Comment by kragen

1 day ago

That is a meme that people repeat a lot, but it turns out to be wrong:

https://web.archive.org/web/20150213004932/http://x264dev.mu...

I guess I should mention that https://news.ycombinator.com/item?id=9397169 does kind of disagree, saying, "If GCC didn't beat an expert at optimizing interpreter loops, it was because they didn't file a bug and give us code to optimize," but his actual example is the CPython interpreter loop, which is light-years from the kind of hand-optimized assembly interpreter Mike Pall's post is talking about, and moreover it wasn't feeding an interpreter loop to GCC but rather replacing interpretation with run-time compilation. Mostly what he disagrees about is the same thing Regehr disagrees about: whether there's enough code in the category of "not worth hand-optimizing but still runs often enough to matter", not whether you can beat a compiler by hand-optimizing your code. On the contrary, he brings up whole categories of code where compilers can't hope to compete with hand-optimization, such as numerical algorithms where optimization requires sacrificing numerical stability. mpweiher's comment in response discusses other scenarios where compilers can't hope to compete, like systems-level optimization.

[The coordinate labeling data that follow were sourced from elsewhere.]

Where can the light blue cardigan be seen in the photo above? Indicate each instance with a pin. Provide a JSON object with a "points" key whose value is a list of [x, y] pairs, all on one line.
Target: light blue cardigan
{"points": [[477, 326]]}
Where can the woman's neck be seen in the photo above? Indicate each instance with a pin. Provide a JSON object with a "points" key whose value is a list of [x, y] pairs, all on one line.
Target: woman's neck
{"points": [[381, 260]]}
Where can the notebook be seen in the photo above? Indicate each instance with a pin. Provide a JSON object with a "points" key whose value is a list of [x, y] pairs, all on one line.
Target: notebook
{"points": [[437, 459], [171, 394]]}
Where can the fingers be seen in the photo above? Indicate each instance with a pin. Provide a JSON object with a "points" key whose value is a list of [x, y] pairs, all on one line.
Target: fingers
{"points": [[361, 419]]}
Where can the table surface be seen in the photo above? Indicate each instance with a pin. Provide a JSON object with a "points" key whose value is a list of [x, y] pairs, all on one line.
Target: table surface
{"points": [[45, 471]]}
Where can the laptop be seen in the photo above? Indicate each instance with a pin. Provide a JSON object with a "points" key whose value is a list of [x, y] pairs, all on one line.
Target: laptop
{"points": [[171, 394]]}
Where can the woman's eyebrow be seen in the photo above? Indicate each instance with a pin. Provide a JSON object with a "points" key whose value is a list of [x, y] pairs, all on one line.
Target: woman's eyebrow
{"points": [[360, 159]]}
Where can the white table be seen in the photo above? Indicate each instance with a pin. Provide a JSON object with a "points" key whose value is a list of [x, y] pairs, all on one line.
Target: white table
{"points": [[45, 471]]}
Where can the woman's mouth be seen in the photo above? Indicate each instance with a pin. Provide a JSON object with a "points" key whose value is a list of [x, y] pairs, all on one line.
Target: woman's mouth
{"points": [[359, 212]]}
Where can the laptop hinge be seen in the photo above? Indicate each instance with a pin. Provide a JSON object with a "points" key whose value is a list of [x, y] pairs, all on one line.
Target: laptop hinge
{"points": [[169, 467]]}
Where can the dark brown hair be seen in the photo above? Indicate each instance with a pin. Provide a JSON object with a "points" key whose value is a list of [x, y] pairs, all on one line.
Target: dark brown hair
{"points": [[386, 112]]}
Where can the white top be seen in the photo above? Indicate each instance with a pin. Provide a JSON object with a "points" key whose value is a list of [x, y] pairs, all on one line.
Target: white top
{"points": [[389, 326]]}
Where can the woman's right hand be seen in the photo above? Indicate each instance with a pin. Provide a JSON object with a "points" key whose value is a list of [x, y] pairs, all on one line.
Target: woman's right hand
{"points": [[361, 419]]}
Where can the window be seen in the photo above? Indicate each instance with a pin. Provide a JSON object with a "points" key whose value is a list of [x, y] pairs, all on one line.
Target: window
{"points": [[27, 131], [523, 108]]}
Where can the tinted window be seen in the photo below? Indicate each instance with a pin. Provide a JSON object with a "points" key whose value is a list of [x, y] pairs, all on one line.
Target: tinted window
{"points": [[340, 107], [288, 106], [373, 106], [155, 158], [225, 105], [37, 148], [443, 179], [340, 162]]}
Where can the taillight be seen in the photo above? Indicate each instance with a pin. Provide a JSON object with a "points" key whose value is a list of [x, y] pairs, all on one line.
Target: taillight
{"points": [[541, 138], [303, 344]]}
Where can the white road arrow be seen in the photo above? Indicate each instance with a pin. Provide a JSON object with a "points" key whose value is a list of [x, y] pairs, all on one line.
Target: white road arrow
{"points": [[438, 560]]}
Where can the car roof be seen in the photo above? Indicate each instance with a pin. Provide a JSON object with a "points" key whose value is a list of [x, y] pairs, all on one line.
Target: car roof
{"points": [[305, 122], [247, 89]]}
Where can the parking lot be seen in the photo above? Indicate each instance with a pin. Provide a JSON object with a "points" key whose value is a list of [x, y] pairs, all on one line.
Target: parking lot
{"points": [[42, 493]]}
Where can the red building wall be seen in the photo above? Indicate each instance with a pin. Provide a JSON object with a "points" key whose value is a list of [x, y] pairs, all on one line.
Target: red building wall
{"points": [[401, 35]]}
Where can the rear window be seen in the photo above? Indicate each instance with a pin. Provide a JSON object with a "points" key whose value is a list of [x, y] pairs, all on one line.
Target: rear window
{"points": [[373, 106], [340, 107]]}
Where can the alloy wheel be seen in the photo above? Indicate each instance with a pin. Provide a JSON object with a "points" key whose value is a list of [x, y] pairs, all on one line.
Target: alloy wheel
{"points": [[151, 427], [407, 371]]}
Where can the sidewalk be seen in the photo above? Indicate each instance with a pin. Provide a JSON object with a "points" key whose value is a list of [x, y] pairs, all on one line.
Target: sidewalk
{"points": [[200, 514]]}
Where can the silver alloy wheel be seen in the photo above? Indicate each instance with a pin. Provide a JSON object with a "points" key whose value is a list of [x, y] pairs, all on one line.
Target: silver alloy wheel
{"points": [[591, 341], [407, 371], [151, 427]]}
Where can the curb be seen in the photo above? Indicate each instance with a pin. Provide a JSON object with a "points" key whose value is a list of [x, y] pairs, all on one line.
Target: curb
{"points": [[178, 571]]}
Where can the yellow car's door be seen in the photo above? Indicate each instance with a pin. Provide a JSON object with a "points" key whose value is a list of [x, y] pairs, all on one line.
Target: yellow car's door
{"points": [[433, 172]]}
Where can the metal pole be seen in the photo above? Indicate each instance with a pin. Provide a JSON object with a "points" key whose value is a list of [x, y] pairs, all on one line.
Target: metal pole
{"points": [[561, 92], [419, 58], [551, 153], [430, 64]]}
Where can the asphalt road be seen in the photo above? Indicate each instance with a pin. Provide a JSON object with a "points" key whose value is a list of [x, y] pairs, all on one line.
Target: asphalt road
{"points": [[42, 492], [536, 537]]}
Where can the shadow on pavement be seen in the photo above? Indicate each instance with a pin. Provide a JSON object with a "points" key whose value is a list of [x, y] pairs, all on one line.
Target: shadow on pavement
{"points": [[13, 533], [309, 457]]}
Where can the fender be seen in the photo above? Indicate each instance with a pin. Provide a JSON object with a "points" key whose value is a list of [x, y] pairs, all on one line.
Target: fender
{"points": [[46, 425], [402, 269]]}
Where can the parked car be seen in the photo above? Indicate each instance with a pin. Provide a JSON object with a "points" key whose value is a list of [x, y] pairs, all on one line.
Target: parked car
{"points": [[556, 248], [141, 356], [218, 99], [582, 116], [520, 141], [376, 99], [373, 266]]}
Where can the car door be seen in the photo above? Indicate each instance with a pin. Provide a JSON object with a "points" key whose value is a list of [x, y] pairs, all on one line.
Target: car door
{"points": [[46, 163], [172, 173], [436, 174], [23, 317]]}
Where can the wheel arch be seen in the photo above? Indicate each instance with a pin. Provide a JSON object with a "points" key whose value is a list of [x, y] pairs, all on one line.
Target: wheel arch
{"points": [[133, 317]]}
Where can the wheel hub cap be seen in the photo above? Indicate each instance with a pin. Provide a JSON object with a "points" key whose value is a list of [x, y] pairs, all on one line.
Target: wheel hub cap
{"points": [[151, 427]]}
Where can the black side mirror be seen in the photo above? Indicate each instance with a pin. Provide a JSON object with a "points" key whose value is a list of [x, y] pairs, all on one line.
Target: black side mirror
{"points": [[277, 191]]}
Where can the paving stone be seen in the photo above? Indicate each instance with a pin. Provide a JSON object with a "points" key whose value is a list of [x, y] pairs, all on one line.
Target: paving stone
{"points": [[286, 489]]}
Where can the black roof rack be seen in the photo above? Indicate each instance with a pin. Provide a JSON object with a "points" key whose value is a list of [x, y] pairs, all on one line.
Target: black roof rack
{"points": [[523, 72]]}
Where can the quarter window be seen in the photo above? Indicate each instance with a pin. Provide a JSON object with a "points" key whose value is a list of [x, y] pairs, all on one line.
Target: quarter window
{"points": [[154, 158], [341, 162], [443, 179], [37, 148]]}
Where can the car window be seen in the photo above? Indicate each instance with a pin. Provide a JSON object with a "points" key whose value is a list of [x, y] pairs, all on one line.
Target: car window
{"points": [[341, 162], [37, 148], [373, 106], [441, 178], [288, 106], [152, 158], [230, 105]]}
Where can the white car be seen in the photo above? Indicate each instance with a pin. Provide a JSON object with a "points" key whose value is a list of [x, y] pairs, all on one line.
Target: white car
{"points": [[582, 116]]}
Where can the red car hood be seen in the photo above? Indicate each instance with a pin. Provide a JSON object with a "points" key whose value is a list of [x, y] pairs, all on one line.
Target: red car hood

It's worth reading the comments by haberman and Mike Pall in the HN thread there where they correct Berlin about LuaJIT, and kjksf also points out a number of widely-used libraries that got 2–4× speedups over optimized C by hand-optimizing the assembly: libjpeg-turbo, Skia, and ffmpeg. It'd be interesting to see if the intervening 10 years have changed the situation, because GCC and LLVM have improved in that time, but I doubt they've improved by even 50%, much less 300%.